Proposed Inclusive Humanitarian Forum for Myanmar Should Not Include ASEAN
By Paul Greening 26 April 2023
The IHF is an issue for the ASEAN (Association of Southeast Asian Nations) Summit in Jakarta on May 5-12 and one of the main concerns is the involvement of ASEAN Humanitarian Assistance Center on Disaster Management (AHA) in the delivery of aid in Myanmar.
It is clear that it has neither the experience nor the capacity to deliver the aid, and most importantly, it includes representatives of the junta and is inevitably going to work with the State Administration Council (SAC). This means that not only will aid be inefficiently delivered, but the SAC will also weaponize aid and use it for its own strategic and political advantage whilst depriving the majority of the country, which is controlled by the resistance, from receiving aid.
I have heard that United Nations Organization for Coordination of Humanitarian Aid (UNOCHA) and Indonesia want the AHA to take the lead. The National Unity Government (NUG), ethnic armed organizations (EAOs) and civil society organizations (CSOs) involved in the IHF strongly disagree with AHA involvement.
The objective of the IHF, which was proposed by the NUG and EAOs, is to find new channels to deliver aid to those seriously affected by the war including those in NUG and EAO controlled areas. This will not happen if the aid is channeled through the AHA or the UN. The situation on the ground is that aid is urgently needed where the vast majority of those in need, such as IDPs, are located and if this doesn’t happen then it will have dire consequences for the whole region. As the UN has demonstrated, aid cannot be delivered to the neediest in non-junta-controlled areas.
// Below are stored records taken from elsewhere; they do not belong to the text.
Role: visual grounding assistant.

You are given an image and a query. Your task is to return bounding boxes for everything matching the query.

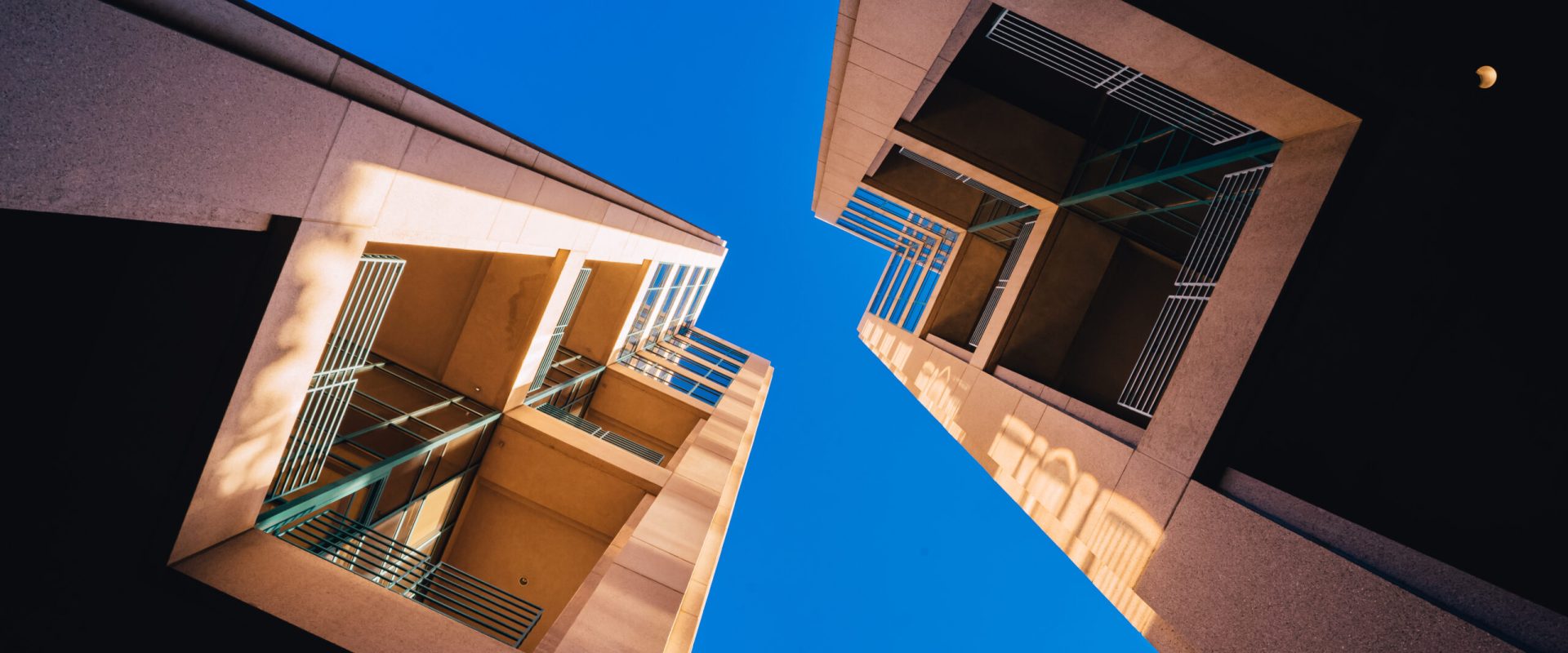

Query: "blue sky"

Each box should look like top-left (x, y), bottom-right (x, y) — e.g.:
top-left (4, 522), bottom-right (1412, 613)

top-left (247, 0), bottom-right (1151, 651)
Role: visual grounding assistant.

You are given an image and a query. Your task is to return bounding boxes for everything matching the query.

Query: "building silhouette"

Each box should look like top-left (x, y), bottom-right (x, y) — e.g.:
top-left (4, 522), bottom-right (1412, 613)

top-left (813, 0), bottom-right (1568, 651)
top-left (0, 0), bottom-right (772, 651)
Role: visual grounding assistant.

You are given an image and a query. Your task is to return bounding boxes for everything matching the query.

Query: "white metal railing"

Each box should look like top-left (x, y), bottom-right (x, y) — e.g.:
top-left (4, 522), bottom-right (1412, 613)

top-left (987, 10), bottom-right (1258, 145)
top-left (1116, 164), bottom-right (1273, 416)
top-left (266, 254), bottom-right (404, 501)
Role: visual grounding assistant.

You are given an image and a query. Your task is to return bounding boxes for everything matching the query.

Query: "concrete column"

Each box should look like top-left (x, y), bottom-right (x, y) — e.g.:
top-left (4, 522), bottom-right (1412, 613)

top-left (969, 205), bottom-right (1057, 371)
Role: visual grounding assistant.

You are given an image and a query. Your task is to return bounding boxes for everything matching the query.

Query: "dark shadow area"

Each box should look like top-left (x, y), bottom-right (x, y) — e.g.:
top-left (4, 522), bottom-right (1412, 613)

top-left (898, 8), bottom-right (1104, 202)
top-left (1134, 0), bottom-right (1568, 623)
top-left (997, 210), bottom-right (1176, 428)
top-left (927, 238), bottom-right (1009, 345)
top-left (0, 210), bottom-right (334, 650)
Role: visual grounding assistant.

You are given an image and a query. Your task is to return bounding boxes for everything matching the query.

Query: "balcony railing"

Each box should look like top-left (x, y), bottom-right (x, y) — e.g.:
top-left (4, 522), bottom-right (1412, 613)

top-left (539, 404), bottom-right (665, 465)
top-left (278, 510), bottom-right (544, 646)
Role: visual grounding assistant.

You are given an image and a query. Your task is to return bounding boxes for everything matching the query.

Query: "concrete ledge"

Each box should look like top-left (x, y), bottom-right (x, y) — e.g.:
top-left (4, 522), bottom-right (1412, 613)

top-left (174, 529), bottom-right (510, 653)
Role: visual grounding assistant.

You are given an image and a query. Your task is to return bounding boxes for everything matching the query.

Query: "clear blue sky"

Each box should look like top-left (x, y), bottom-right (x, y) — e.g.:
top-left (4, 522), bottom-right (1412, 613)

top-left (247, 0), bottom-right (1152, 653)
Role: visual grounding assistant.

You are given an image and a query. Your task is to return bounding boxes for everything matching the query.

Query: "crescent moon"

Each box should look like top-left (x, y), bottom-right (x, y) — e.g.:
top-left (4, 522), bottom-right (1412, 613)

top-left (1476, 66), bottom-right (1498, 87)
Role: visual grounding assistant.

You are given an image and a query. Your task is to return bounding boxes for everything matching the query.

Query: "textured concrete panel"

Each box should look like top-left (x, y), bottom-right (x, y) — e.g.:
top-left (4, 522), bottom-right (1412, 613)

top-left (332, 60), bottom-right (408, 114)
top-left (0, 0), bottom-right (348, 229)
top-left (1137, 484), bottom-right (1515, 653)
top-left (555, 566), bottom-right (680, 653)
top-left (399, 91), bottom-right (513, 157)
top-left (854, 0), bottom-right (968, 69)
top-left (304, 102), bottom-right (414, 225)
top-left (121, 0), bottom-right (339, 87)
top-left (1115, 452), bottom-right (1187, 526)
This is blatantly obvious and should not even need to be stated but the UN continues doing this.
I believe the IHF has identified three options, of which only the third makes any sense. The first is that the SAC agrees to a humanitarian pause and allows free passage of aid in NUG and EAO areas via the IHF. This is of course ridiculous and about as likely as a no-fly zone with a US aircraft carrier in the Bay of Bengal. Another option stated is that there is an agreement with donors and countries bordering Myanmar for cross border aid to EAO and NUG areas. This is not quite as ridiculous as the first option but bordering countries would not formally agree to this. India, China and Thailand have, so far, demonstrated their support for the junta. The final option discussed is the only feasible one, namely donors agree to an upscale aid delivered through local networks with a lot more flexibility concerning fund transfers, reporting and any other adaption of existing systems to ensure aid reaches the most in need in EAO and NUG areas quickly and without large overheads.
In the IHF the obvious seems to be supported by the NUG, EAOs and CSOs but not by Indonesia and OCHA, who still want the AHA involved and taking the lead. One suspects this may be because of personal rather than humanitarian interests.
Paul Greening is an ex-UN senior staff member with over 20 years’ experience in six Asian countries working for six UN agencies and four INGOs. He worked in Sittwe, Rakhine State for the IOM from 2017 to 2020 and since then has been involved in advocacy against the illegal attempted coup and supporting those who have suffered from it.